Konuşma başlangıcı: Salı
Nimet Erdoğan
25/03/2014 22:43
Nimet Erdoğan
ve yalnız kalır insan
en acıklı müziklerin bile en gümbürtülü sesler kadar canını yakmadığını öğrenecek kadar yalnız kalır,
kalbindeki en buyuk kırgınlıkları tek tek toplamaya çalışırken, her elini yere uzattığında heybesinden
dökülen umutlar kadar eksilir onca sese onca insana...
kuru ve sık çalıların ardındaki dingin çınar gibi kuru bir kalabalığın arasında yalnız kalmış yaşlanmış bir
ruhtur yalnızlık...
iyileştiremez kimse ne kadar su dökse de dibine, nefes alamaz eskisi gibi narın yaprakları öyle ki yaprak bile kalmamıştır gövdesinde, kimi çıplak görür kimi güler ...

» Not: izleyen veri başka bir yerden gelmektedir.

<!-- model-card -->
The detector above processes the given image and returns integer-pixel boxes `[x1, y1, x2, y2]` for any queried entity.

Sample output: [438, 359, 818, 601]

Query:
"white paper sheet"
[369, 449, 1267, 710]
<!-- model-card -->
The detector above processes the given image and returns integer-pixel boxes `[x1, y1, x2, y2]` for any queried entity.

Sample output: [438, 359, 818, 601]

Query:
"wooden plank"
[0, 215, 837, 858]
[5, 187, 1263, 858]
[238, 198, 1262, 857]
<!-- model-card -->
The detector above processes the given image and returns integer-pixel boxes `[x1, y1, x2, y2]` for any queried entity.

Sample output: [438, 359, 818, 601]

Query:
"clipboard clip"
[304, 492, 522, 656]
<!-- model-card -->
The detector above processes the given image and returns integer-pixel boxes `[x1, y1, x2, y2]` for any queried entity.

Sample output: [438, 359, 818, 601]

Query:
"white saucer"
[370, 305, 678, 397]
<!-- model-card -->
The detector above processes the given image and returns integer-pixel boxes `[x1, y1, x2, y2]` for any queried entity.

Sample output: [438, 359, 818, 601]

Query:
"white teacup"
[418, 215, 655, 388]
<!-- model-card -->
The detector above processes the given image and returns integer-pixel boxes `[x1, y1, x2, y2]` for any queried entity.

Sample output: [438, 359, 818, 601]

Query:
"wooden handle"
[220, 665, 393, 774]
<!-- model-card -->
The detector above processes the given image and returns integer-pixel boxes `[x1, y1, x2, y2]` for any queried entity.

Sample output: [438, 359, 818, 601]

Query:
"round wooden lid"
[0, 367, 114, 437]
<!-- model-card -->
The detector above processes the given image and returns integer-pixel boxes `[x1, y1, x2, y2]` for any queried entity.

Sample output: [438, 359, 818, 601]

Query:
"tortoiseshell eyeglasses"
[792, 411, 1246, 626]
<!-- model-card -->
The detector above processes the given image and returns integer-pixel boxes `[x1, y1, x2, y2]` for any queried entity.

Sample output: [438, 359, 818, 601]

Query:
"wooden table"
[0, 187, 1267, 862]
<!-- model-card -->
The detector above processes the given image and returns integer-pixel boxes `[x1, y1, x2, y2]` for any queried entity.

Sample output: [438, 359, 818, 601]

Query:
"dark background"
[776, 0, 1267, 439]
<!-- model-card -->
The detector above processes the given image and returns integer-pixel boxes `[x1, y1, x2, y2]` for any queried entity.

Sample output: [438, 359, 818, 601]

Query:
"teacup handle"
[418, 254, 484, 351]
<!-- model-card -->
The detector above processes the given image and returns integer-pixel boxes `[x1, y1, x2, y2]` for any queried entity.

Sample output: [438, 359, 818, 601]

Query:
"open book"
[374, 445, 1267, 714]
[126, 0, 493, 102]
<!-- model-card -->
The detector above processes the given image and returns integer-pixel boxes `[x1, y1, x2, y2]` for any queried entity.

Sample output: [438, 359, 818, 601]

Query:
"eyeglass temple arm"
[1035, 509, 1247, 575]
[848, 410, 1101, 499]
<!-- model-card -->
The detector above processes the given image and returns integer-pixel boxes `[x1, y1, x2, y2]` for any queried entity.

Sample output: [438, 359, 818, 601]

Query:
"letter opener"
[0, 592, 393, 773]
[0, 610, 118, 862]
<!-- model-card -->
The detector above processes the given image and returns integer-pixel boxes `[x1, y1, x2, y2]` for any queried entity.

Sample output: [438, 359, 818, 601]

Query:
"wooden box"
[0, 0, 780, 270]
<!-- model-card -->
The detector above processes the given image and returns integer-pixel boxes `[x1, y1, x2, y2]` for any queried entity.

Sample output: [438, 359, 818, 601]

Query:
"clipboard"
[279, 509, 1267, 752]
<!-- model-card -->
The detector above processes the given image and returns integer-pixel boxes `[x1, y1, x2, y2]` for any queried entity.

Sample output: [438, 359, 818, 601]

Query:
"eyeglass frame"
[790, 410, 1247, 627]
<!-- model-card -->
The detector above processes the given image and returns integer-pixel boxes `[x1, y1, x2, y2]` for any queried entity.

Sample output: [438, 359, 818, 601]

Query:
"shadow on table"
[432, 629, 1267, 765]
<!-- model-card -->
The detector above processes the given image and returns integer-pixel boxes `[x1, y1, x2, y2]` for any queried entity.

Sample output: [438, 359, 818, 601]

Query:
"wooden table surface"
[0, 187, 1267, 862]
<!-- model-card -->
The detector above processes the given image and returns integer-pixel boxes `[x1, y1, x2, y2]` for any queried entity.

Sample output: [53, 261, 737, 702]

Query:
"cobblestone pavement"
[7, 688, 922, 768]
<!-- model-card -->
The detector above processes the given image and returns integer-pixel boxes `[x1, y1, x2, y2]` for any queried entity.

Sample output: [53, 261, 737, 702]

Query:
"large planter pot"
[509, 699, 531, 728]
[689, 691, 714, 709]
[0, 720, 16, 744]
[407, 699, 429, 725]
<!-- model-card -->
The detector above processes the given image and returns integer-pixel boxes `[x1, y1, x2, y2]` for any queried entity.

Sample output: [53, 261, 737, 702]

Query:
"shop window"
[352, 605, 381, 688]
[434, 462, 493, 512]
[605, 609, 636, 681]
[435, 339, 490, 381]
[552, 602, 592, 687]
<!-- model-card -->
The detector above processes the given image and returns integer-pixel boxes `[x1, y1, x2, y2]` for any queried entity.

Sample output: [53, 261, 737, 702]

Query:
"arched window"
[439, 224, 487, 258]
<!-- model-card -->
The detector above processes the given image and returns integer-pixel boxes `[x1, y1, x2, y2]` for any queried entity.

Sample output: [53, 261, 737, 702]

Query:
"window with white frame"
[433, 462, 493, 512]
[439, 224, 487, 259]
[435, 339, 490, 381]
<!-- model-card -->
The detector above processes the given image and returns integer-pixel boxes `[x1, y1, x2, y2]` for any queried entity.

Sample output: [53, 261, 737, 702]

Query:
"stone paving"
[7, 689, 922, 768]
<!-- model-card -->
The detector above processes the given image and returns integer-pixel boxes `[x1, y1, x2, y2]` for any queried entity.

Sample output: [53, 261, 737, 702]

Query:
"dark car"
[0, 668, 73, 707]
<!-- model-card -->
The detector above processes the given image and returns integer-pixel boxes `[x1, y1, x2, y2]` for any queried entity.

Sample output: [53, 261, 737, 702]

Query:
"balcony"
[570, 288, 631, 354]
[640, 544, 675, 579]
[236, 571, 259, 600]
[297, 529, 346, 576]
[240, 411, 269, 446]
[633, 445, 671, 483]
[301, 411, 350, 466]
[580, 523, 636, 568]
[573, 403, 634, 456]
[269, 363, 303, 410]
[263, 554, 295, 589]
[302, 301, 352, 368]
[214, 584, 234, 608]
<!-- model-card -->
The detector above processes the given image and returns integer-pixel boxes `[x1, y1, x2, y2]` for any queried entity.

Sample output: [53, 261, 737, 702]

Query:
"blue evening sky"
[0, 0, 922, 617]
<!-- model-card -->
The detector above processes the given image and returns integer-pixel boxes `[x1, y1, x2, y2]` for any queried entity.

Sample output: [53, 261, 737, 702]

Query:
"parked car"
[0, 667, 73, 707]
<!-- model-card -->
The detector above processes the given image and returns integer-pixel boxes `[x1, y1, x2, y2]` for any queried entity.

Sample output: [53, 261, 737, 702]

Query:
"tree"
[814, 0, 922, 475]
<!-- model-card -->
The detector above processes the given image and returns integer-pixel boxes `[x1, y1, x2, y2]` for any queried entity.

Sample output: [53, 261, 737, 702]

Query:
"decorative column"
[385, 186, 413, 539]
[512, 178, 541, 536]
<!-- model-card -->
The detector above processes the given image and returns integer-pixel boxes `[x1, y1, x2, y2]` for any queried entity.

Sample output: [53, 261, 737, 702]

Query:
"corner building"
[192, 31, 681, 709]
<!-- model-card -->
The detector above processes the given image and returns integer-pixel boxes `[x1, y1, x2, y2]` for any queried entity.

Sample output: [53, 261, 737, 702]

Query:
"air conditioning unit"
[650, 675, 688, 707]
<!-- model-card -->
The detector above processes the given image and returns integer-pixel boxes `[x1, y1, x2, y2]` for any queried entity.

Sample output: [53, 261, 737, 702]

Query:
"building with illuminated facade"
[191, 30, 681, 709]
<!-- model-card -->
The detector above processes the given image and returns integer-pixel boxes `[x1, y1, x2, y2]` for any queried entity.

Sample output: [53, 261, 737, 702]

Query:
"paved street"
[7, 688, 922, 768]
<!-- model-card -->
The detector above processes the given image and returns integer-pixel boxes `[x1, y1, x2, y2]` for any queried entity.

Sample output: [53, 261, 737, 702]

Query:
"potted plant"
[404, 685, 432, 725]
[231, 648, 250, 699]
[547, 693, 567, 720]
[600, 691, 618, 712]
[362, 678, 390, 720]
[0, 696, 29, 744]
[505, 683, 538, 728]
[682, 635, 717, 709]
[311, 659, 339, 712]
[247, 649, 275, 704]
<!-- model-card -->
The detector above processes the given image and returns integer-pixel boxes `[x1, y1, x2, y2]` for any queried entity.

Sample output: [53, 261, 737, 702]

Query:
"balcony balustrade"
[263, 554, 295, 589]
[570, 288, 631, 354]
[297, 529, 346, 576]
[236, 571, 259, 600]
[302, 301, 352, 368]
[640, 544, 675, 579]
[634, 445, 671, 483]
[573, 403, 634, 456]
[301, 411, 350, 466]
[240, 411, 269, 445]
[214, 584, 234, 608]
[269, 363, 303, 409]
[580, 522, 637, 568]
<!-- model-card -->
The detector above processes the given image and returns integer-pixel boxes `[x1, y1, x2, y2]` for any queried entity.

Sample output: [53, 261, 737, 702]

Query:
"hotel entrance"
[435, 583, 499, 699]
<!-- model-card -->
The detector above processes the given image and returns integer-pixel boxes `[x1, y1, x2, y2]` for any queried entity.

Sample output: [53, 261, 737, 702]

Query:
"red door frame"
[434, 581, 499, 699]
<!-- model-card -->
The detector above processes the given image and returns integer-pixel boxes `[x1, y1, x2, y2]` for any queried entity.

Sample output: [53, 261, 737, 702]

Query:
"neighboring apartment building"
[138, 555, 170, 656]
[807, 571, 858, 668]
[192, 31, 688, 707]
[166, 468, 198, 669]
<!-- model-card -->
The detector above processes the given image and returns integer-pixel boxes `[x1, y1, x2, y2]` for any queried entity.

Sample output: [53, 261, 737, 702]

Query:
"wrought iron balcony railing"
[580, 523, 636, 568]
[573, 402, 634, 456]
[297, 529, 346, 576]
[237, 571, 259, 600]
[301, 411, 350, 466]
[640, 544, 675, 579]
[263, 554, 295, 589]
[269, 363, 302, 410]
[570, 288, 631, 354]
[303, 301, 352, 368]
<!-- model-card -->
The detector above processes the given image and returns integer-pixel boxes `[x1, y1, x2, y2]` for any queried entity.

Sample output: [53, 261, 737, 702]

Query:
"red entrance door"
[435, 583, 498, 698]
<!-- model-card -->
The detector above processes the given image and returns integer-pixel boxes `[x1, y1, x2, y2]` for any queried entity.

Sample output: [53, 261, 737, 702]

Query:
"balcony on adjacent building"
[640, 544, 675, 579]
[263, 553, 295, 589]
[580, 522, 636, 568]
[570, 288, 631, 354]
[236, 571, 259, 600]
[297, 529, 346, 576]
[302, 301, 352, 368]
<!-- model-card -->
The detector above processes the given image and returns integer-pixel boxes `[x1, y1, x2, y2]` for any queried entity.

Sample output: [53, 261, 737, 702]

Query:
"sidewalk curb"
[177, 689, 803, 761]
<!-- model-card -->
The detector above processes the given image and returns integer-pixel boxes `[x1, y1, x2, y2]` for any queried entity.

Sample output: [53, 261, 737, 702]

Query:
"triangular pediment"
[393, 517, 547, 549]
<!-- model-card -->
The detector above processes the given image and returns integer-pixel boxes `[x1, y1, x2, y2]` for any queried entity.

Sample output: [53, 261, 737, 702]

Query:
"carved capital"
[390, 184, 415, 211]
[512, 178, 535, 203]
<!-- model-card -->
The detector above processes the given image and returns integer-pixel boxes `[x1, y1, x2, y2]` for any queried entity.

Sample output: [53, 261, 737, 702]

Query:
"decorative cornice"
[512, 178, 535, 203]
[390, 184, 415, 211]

aslında yorgundur çınar ne bası kel olduğu için çıplak nede komik...
sadece yorgun...
ama mutlu olmak ister ya tek bir gün güneşi görmek için her gün cebelleşir rüzgarla, çamurla ve hatta gövdesine
saplanan bıçaklarla dayanır yasamaya,
tek bir gün nefes almak için her gün olen ulu çınar
artık sende anladın görmezden geldiğin yaralarının canını yaktığını
sende gördün gövdene sahte aşkların kazındığını ve kimse görmedi gerçek bir ask için sen nasıl öldün ?
dik durman gururundan bilirim çünkü sen ulusun göklere uzanan bir adın ve seni seven bir suru insan...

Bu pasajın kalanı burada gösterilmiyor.